Según su biógrafa, sor Josefa de la Providencia, Antonia Lucía fue testigo de una aparición del Salvador vestido con una túnica morada, quien se le acercó y la vistió exactamente igual a él, colocándole una soga al cuello y una corona de espinas en la cabeza. A partir de ese momento se resolvió por la ejecución de un proyecto: la fundación de un beaterio. Con la ayuda de personas acaudaladas se instaló provisionalmente en el barrio de Monserrate, donde permaneció catorce años, hasta que un benefactor, el mencionado Antuñano, consiguió para ella y sus religiosas un espacio adecuado en el terreno que actualmente ocupa el convento y templo de Las Nazarenas. 

Casi a mediados del siglo XVIII, Lima registró uno de sus peores terremotos. El 28 de octubre de 1746, un movimiento telúrico destruyó gran parte de la Ciudad de los Reyes y fue seguido por un maremoto que inundó el Callao. Ese mismo día se recurrió a la protección del Señor de los Milagros y se le sacó en procesión. Desde entonces recorre las calles de Lima todos los años en ese mes y toma distintos caminos. Por su atributo como defensor ante los frecuentes sismos que sufre la capital peruana, el cabildo limeño lo declaró “patrono jurado por la Ciudad de los Reyes contra los temblores que azotan la tierra”.   
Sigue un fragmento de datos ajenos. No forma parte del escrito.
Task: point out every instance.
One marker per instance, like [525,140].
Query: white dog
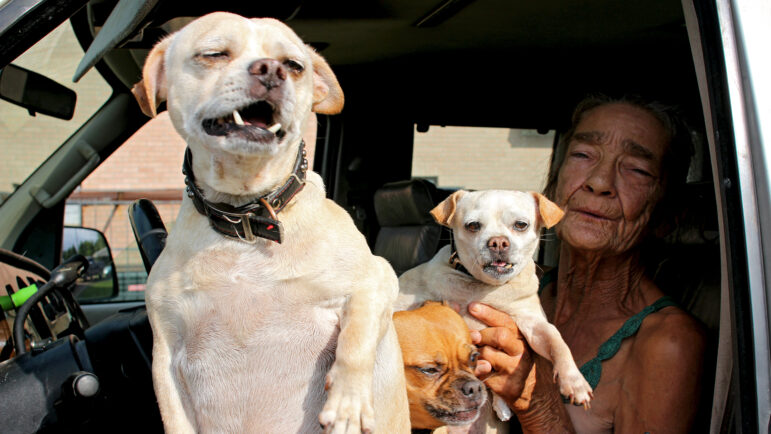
[265,295]
[496,233]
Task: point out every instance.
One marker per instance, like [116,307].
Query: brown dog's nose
[270,72]
[498,244]
[472,389]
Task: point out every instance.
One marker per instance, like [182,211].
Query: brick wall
[483,158]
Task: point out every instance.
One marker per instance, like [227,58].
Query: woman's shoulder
[670,335]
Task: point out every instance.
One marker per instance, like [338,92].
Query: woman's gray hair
[675,163]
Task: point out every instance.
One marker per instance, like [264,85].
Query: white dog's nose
[270,72]
[498,244]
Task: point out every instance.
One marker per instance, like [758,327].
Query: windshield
[26,141]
En cuanto a su descripción iconográfica, se trata de un crucificado muerto de aspecto pálido, macilento y sangrante. A su derecha se ubica María Dolorosa, y a su izquierda María Magdalena. En la parte superior destaca Dios Creador del Cielo y de la Tierra, y debajo de él el Espíritu Santo representado como una paloma. El fondo muestra un cielo tenebroso que contrasta con la luminosidad emanada del Padre. Sobre la Cruz, a la diestra aparece un sol radiante, y a la siniestra una media luna, lo que hace semejante a esta advocación con la representación del Señor de Malta.

El anda, que conduce el lienzo del Cristo, suele ser cargada por 36 miembros de su hermandad, y tiene un peso de aproximadamente 450 kilogramos. El Redentor aparece aquí coronado. El cuadro luce enmarcado por un arco de plata, y delante de este se colocan cirios encendidos y arreglos florales que ofrecen sus fieles, las comunidades y las instituciones de la ciudad. Es importante mencionar que al reverso de la imagen ubicamos a Nuestra Señora de la Nube, devoción procedente de Quito, que se inicia en 1696 y que se muestra con los atributos de reina y madre de la pureza: el cetro, la azucena y el olivo.  

En torno del Señor de los Milagros se han escrito innumerables trabajos de orden histórico, artístico, social y costumbrista. Sin embargo, son pocos los que explican el porqué del gran apego de los peruanos, en su propia patria y en el extranjero, a esta forma de comprender al crucificado.